Therefore, this retrospective study was to identify the risk US features associated with TCs in HT patients and to establish a modified TI-RADS (mTI-RADS) based on conventional US that could be applied for nodules coexistent with HT.

Materials and Methods

This retrospective study was approved by the Ethics Committee of Shanghai Tenth People’s Hospital and the requirement to obtain informed consent from each patient for data analysis was waived . The study was performed in accordance with Declaration of Helsinki for human study.

Patients

From October 2011 to March 2015, a consecutive of 6958 patients with nodule size ≥5 mm underwent thyroid US examination and FNA and/or surgery in this referral hospital. The patient exclusion criteria were as follows: (a) with previous history of invasive procedures on thyroid (n = 166); (b) non-HT patients (n = 6228); (c) HT patients with less than 6 months’ follow-up after obtaining benign results on FNA cytology (n = 58); (d) HT patients without final histopathological results if FNA cytological results were classified as nondiagnostic (ND), atypia of undetermined significance (AUS) or follicular lesion of undetermined significance (FLUS), follicular neoplasm (FN) or suspicious for follicular neoplasm (SFN), suspicious for malignancy or malignancy (n = 100); (e) HT patients with entirely calcified thyroid nodules in which the US features could not be analyzed properly due to posterior acoustic shadowing (n = 5). Finally, the study group consisted of 307 pathologically proven nodules and 123 cytologically proven nodules in 401 HT patients (female-to-male ratio: 10.14).

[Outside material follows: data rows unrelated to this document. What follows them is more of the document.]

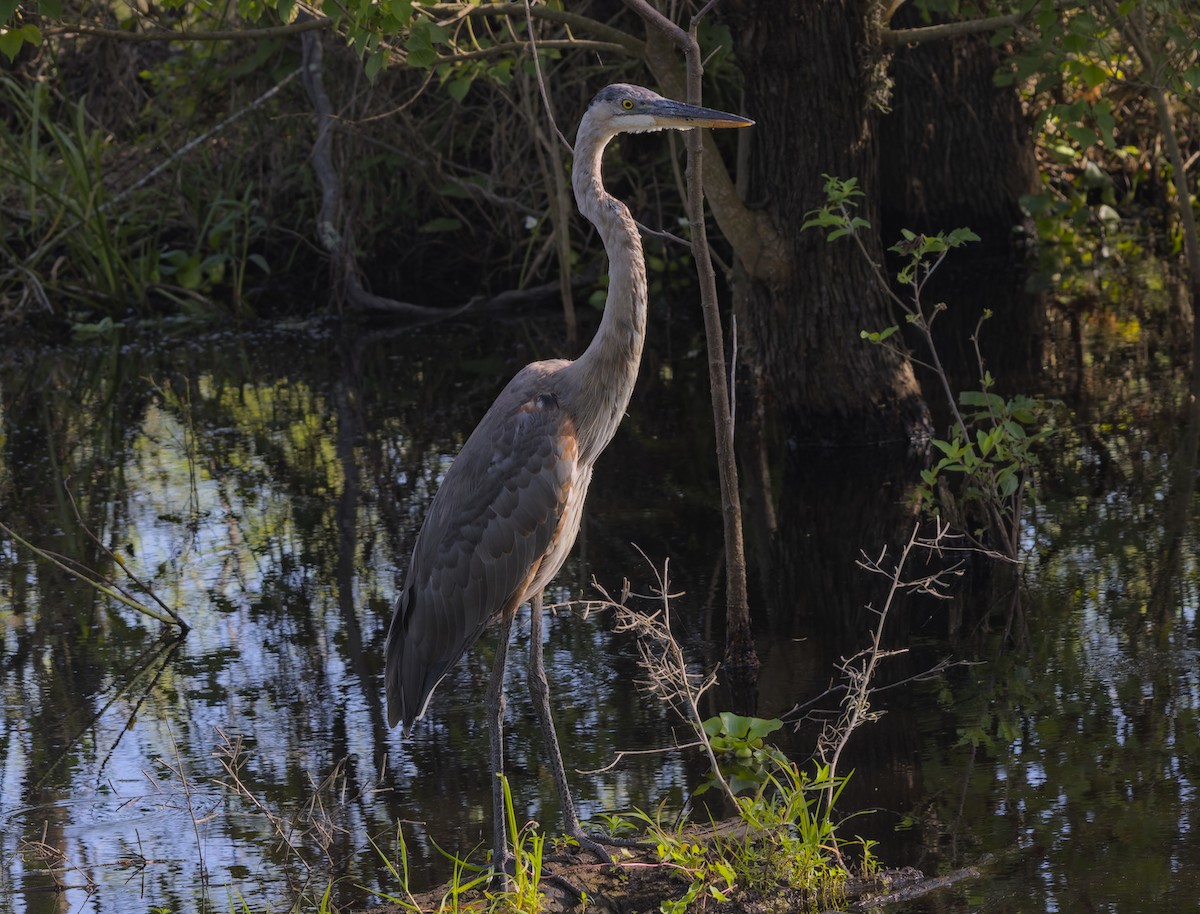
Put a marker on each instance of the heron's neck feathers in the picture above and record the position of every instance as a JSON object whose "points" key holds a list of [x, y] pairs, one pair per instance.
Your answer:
{"points": [[606, 372]]}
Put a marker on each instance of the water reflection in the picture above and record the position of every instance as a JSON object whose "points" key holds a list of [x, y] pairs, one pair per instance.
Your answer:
{"points": [[269, 488]]}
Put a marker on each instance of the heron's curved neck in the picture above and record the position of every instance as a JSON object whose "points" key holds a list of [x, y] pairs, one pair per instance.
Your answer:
{"points": [[607, 370]]}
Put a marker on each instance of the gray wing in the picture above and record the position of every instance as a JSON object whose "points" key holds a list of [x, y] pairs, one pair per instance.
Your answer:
{"points": [[491, 523]]}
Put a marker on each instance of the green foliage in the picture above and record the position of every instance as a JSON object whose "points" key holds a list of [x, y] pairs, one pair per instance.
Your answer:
{"points": [[738, 745], [837, 214], [220, 257], [991, 443], [790, 840], [64, 227], [994, 464]]}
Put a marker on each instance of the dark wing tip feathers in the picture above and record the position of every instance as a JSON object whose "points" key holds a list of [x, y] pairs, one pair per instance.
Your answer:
{"points": [[503, 547]]}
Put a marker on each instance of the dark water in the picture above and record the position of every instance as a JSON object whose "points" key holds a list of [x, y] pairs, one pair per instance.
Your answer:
{"points": [[269, 488]]}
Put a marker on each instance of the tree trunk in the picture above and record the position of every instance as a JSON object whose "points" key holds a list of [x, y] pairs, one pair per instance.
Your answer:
{"points": [[960, 152], [809, 83]]}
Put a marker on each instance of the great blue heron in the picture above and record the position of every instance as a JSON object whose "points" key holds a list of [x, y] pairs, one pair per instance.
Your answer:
{"points": [[508, 510]]}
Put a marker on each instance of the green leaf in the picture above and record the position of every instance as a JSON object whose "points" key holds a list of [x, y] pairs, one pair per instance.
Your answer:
{"points": [[460, 86], [1092, 74], [375, 64], [1084, 136]]}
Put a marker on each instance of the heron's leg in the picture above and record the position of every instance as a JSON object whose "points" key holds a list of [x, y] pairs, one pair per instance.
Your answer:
{"points": [[539, 689], [496, 746]]}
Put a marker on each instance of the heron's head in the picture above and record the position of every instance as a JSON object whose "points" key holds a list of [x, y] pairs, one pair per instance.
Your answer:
{"points": [[623, 108]]}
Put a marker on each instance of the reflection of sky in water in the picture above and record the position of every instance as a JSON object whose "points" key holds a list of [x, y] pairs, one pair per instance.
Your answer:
{"points": [[267, 663], [244, 543]]}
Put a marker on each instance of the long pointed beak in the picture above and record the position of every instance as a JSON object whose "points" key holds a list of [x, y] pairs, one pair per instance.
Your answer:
{"points": [[669, 113]]}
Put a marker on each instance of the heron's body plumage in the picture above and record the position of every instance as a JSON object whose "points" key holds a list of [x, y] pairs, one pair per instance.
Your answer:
{"points": [[509, 509]]}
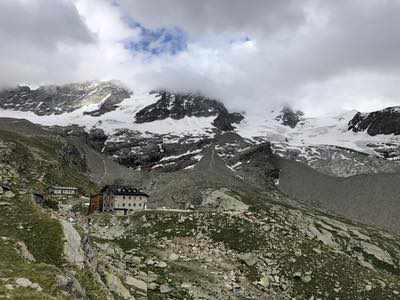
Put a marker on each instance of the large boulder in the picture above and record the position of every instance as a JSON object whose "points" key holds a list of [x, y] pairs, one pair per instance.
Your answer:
{"points": [[73, 252]]}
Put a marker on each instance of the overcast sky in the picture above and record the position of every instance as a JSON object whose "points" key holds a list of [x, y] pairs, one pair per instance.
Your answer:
{"points": [[316, 55]]}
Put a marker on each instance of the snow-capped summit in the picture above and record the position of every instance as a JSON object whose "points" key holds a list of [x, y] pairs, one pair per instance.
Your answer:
{"points": [[141, 127]]}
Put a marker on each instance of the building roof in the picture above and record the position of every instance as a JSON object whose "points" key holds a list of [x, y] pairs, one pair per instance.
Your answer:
{"points": [[63, 188], [123, 190]]}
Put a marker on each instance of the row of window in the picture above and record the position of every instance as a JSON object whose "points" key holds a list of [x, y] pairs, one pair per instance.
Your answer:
{"points": [[134, 204]]}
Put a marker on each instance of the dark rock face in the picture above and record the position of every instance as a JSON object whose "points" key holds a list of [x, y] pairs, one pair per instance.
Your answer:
{"points": [[224, 121], [48, 100], [178, 106], [385, 121], [289, 117], [97, 138], [70, 156]]}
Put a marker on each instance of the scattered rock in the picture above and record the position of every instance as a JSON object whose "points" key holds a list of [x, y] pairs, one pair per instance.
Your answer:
{"points": [[161, 264], [115, 285], [136, 283], [173, 257], [264, 281], [23, 282], [249, 259], [165, 289], [9, 194], [23, 250], [73, 252]]}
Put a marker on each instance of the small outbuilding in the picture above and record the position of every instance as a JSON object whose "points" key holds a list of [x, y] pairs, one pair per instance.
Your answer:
{"points": [[38, 198], [62, 192], [96, 203]]}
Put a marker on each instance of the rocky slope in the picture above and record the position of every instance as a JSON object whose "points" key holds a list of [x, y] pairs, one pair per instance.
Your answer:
{"points": [[227, 232], [378, 122]]}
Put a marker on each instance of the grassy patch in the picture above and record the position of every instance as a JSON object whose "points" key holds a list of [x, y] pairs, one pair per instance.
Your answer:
{"points": [[43, 235]]}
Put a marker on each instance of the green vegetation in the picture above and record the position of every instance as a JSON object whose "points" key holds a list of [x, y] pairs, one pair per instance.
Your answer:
{"points": [[43, 235]]}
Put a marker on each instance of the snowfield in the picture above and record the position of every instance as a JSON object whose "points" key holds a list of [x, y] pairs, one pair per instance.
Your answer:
{"points": [[324, 130]]}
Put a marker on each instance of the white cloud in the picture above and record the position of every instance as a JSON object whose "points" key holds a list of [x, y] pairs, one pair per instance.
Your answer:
{"points": [[316, 55]]}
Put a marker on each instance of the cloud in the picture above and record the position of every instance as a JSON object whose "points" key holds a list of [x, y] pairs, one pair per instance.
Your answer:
{"points": [[222, 16], [316, 55], [34, 36]]}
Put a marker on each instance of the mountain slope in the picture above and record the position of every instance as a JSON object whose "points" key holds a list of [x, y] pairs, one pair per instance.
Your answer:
{"points": [[371, 199]]}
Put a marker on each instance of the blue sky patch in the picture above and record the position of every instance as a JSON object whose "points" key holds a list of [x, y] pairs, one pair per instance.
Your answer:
{"points": [[158, 41]]}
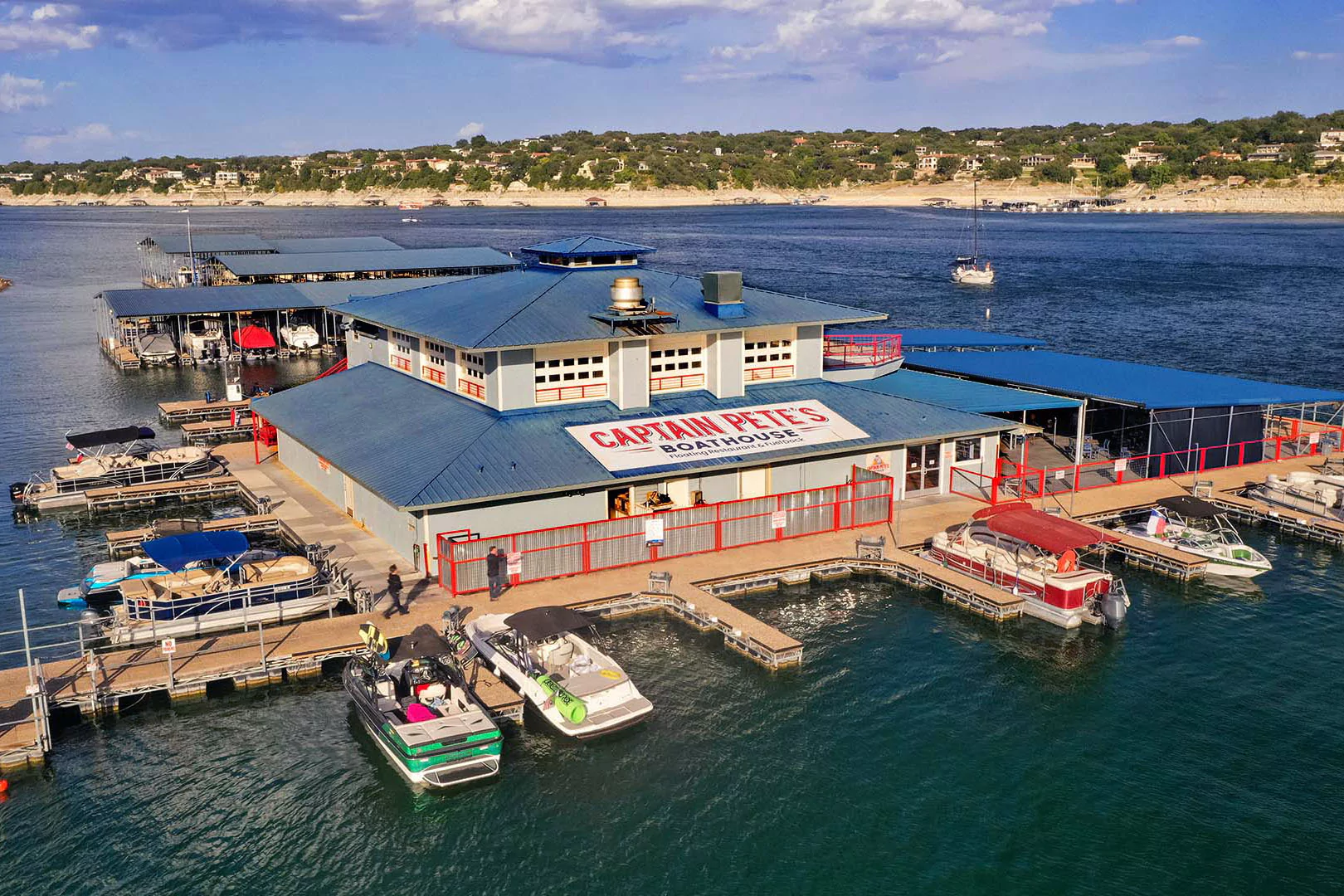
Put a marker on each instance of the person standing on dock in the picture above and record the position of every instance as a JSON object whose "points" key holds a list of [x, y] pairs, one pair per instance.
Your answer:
{"points": [[494, 571], [394, 592]]}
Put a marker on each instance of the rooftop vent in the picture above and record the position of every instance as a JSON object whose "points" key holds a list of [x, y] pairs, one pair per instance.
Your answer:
{"points": [[628, 296], [722, 292]]}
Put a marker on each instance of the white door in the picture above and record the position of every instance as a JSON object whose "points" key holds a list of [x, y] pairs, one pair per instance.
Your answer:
{"points": [[754, 483]]}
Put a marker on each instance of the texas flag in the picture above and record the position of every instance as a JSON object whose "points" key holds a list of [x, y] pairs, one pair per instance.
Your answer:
{"points": [[1157, 523]]}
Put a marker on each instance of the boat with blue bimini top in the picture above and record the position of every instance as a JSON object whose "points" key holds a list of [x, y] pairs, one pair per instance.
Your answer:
{"points": [[116, 457], [577, 688], [417, 707], [214, 583]]}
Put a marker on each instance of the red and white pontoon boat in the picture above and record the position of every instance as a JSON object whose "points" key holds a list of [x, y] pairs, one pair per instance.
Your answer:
{"points": [[1035, 555]]}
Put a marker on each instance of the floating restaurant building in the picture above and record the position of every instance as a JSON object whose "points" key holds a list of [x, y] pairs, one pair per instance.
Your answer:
{"points": [[582, 397]]}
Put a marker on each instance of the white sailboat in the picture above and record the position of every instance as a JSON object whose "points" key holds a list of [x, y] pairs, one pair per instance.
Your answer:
{"points": [[968, 268]]}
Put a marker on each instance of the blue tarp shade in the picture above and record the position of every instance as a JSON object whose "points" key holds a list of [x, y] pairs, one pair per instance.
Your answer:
{"points": [[177, 551], [1121, 382], [962, 395]]}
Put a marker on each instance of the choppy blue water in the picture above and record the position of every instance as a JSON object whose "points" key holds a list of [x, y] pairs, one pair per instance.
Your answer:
{"points": [[1198, 750]]}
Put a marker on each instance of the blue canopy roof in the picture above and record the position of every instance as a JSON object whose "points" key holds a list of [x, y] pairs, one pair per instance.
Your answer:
{"points": [[453, 450], [260, 297], [539, 305], [587, 245], [460, 257], [1121, 382], [177, 551], [962, 395], [956, 338]]}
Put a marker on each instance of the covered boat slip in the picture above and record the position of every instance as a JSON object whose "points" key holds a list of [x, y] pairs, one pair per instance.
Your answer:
{"points": [[1140, 421]]}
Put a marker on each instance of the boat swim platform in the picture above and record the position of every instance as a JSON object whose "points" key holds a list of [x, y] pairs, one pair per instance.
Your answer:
{"points": [[201, 410], [128, 542]]}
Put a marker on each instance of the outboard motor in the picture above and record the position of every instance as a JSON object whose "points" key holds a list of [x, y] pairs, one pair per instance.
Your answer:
{"points": [[1113, 609]]}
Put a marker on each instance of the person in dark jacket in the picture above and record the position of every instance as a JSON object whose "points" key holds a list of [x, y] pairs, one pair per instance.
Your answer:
{"points": [[394, 592], [496, 570]]}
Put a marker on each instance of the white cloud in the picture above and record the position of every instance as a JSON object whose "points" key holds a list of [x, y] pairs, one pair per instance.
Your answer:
{"points": [[1177, 42], [45, 30], [90, 134], [19, 93]]}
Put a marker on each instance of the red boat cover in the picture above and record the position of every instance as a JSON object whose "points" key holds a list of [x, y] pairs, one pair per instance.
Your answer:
{"points": [[1050, 533], [253, 336]]}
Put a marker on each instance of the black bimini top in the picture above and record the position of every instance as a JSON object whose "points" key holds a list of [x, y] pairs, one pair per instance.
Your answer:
{"points": [[119, 436], [1190, 507], [420, 644], [541, 624]]}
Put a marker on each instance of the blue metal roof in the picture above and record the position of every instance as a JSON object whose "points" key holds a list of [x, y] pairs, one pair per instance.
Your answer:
{"points": [[177, 243], [962, 395], [955, 338], [218, 299], [332, 245], [1122, 382], [539, 305], [587, 245], [455, 258], [452, 450]]}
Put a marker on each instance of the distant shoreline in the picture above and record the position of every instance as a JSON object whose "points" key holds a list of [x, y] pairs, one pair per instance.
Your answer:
{"points": [[1186, 197]]}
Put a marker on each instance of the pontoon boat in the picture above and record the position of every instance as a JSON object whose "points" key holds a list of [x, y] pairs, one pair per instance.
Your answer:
{"points": [[124, 455], [229, 592], [577, 688], [1316, 494], [418, 709], [1192, 525], [1035, 555]]}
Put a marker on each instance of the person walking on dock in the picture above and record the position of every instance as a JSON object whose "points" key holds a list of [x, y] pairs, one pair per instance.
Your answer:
{"points": [[496, 567], [394, 592]]}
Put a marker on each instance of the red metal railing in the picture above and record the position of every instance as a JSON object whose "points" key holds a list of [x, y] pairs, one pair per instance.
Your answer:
{"points": [[777, 373], [570, 392], [1016, 481], [668, 383], [860, 349], [608, 544]]}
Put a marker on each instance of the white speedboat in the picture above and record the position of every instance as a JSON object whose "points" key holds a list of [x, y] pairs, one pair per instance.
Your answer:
{"points": [[577, 688], [205, 340], [1035, 555], [1196, 527], [231, 592], [418, 709], [300, 336], [105, 458], [1316, 494]]}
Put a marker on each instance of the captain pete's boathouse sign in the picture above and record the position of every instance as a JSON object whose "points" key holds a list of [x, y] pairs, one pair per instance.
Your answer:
{"points": [[665, 441]]}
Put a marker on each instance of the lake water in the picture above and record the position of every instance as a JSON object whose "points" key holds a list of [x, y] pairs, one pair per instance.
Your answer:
{"points": [[918, 748]]}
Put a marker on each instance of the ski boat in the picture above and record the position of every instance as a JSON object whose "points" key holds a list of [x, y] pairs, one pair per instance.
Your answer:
{"points": [[156, 349], [123, 455], [205, 340], [1196, 527], [968, 269], [300, 336], [231, 592], [1035, 555], [102, 583], [1316, 494], [416, 705], [577, 688]]}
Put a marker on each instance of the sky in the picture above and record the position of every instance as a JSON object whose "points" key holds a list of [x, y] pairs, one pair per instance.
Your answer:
{"points": [[110, 78]]}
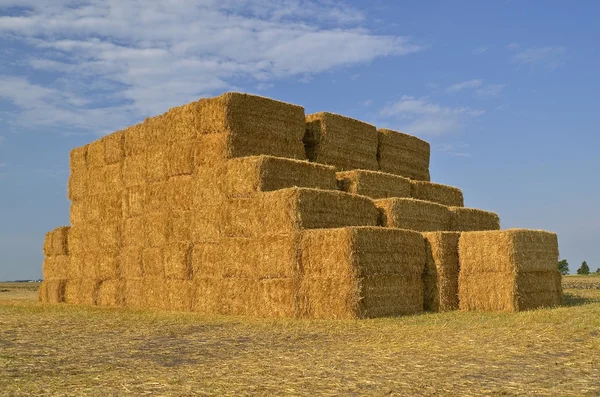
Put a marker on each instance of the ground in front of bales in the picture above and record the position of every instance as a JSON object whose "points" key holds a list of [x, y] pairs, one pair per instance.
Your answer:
{"points": [[71, 350]]}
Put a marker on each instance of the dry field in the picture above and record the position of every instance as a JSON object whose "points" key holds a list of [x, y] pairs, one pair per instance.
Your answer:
{"points": [[74, 350]]}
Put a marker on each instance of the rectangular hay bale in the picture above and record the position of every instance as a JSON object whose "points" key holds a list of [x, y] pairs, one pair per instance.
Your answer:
{"points": [[403, 154], [412, 214], [340, 141], [373, 184], [247, 176]]}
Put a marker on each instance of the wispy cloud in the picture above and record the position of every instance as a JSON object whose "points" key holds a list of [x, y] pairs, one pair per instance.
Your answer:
{"points": [[550, 57], [145, 57], [464, 85], [420, 116]]}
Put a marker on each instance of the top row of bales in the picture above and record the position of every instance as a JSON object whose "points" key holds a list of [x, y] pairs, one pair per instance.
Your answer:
{"points": [[241, 125]]}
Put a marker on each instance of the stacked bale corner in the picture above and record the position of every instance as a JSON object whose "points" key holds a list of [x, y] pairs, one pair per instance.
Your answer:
{"points": [[509, 270], [359, 272], [403, 155], [472, 219], [437, 193], [373, 184], [411, 214], [441, 272], [340, 141]]}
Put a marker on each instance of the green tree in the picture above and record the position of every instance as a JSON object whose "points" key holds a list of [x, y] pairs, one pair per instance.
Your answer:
{"points": [[584, 269], [563, 267]]}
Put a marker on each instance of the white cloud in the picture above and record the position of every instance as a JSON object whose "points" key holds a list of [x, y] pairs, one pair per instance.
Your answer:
{"points": [[491, 90], [549, 57], [464, 85], [419, 116], [139, 58]]}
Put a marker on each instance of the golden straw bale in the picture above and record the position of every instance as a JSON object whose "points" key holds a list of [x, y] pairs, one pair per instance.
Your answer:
{"points": [[437, 193], [275, 297], [134, 293], [360, 272], [153, 262], [156, 228], [179, 158], [110, 293], [78, 160], [78, 185], [373, 184], [95, 155], [268, 256], [340, 141], [257, 125], [180, 294], [508, 270], [57, 241], [178, 260], [136, 141], [130, 262], [471, 219], [248, 175], [134, 170], [114, 147], [412, 214], [81, 291], [403, 155], [288, 210], [441, 272], [52, 291], [206, 222], [134, 201], [55, 267]]}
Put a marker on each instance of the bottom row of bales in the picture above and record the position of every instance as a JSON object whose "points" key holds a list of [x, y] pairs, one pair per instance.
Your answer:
{"points": [[350, 272]]}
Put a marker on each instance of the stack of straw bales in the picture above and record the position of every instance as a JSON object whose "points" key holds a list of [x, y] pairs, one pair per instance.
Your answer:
{"points": [[509, 270], [241, 205]]}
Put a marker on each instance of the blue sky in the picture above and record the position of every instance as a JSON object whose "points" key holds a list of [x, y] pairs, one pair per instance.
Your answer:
{"points": [[505, 91]]}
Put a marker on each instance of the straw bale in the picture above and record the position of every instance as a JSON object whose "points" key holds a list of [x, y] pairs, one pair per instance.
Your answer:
{"points": [[114, 147], [57, 241], [373, 184], [247, 176], [268, 256], [275, 297], [471, 219], [512, 250], [55, 267], [441, 271], [257, 125], [78, 185], [52, 291], [134, 201], [412, 214], [403, 155], [178, 260], [153, 262], [156, 228], [180, 294], [340, 141], [130, 262], [136, 141], [81, 291], [78, 160], [95, 155], [156, 165], [179, 158], [134, 170], [437, 193], [288, 210], [110, 293], [134, 293], [360, 272]]}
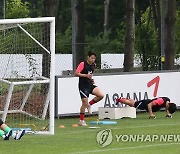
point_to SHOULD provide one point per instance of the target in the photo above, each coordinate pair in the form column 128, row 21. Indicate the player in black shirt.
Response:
column 86, row 85
column 151, row 105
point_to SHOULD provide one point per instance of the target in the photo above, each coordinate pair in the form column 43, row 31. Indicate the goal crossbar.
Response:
column 12, row 82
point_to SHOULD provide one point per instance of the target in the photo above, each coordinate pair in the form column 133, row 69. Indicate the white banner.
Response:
column 136, row 86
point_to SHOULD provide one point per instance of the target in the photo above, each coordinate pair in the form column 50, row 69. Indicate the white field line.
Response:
column 115, row 128
column 125, row 148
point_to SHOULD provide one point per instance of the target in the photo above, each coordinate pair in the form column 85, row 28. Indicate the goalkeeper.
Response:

They were 376 patients with solitary nodule, 21 patients with two nodules and 4 patients with three nodules.

US examination

Conventional US was performed with Siemens S2000 (Siemens Medical Solutions, Mountain View, CA, USA; 5–14 MHz linear probe), IU22 (Philips Medical Systems, Bothell, WA, USA; 5–12 MHz linear probe) or Logiq E9 (GE Medical Systems, Milwaukee, WI, USA; 6–15 MHz linear probe) instruments by three radiologists who were board certified with at least 4 years’ experience in thyroid US. All the US examinations were complied with the same protocol for thyroid scanning. The patient lied on the bed in supine position with slight dorsal flexion of the head. Conventional US images of the thyroid nodule were acquired by carefully scanning the thyroid and adjacent tissues both transversely and longitudinally. The nodule’s size was defined by the maximal diameter at US. The radiologist selected the suspicious nodules (if any one of the features such as hypoechogenicity, microcalcification, irregular margin, intranodular vascularity, taller-than-wide shape) for evaluation18. If multiple nodules were present, the most suspicious ones would be targeted. For multiple nodules without suspicious nature, the largest one would be evaluated. The machine settings were optimized to obtain US images that showed the optimal imaging features and then the images were stored in the internal hard-disk of the instruments for further analysis.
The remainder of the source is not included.